Only, then, he acts to deal with physical hunger; this time, he acts to meet
another kind of hunger, the hunger of our hearts for joy. And that’s really
tightly linked with the hunger we don’t always notice we have; the hunger for
faith. Mary trusts Jesus will act before he does, even when his words might
suggest otherwise. The disciples, who have already started following him, make
a huge stride forward in their faith when Jesus expands and prolongs joy. Joy
and faith are not in separate siloes – religious and secular, or what have you.

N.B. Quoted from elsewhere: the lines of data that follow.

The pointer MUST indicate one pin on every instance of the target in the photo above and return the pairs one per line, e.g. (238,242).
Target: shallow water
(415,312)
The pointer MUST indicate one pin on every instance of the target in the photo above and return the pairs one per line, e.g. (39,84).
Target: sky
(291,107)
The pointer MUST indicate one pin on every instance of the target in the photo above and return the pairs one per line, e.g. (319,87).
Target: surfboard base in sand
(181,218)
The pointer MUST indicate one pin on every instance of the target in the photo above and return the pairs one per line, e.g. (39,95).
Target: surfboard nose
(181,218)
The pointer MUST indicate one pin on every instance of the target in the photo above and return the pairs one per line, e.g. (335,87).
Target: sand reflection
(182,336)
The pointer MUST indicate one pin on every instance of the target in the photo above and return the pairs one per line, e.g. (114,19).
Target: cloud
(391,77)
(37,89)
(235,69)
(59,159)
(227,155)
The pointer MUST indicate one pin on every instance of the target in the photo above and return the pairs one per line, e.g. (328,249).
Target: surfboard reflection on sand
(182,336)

They’re intimately connected.
Joy is a gift and human joy
is a participation in God’s rejoicing that we heard about in Isaiah. Isaiah
talks about God rejoicing over our return. I think I’ve mentioned here before
that one of my favorite lines of the Mass is when, after the Our Father, the
priest prayers, “Look not upon our sins but upon the faith of the Church.” It’s
an invitation to God: rejoice. We may not be there fully yet, but we’ve started
to come home.
And if joy’s a gift, it
must be a gift given for the good of the whole community, the whole body of
Christ, as St. Paul reminded us in the second reading. That’s what gifts
are for. True joy is a gift which is for others. How often have you
experienced a truly joy-filled person brightening an otherwise dark day?
The reality of joy given now, and the hopeful expectation of the fullness of
joy to come are gifts that can transform the world.
There are many parts of
Martin Luther King’s “I have a dream” speech that people can quote, but I
wonder how many people know the first line? He begins by saying “I am
happy.” “I am happy to join with you today in what will go down in
history as the greatest demonstration for freedom in the history of this
nation.” “I am happy.” Even while standing smarting from
imprisonment and the bad check he was handed marked insufficient funds, he
begins his speech “I am happy.” He will decry with passion the racial
injustices of his day, just as he would those that remain with us today (and I
just saw yesterday what appeared to be a bunch of Catholic High School students taunting a
group of Native Americans after the Indigenous people’s march, so we have much
still to decry), but he will refuse to silence his happiness, in his words, he
will not “wallow in the valley of despair.” And his speech inspired, and
inspires, because he pointed those people whose presence brought him happiness
to a still greater happiness to come, one grounded in Biblical promises (like
the one we heard from Isaiah), the happiness of the dream of little children
holding hands as sister and brother.
That beacon of light is not
at full glare yet. But let us still dare to rejoice. And our God who
rejoices will expand our joy.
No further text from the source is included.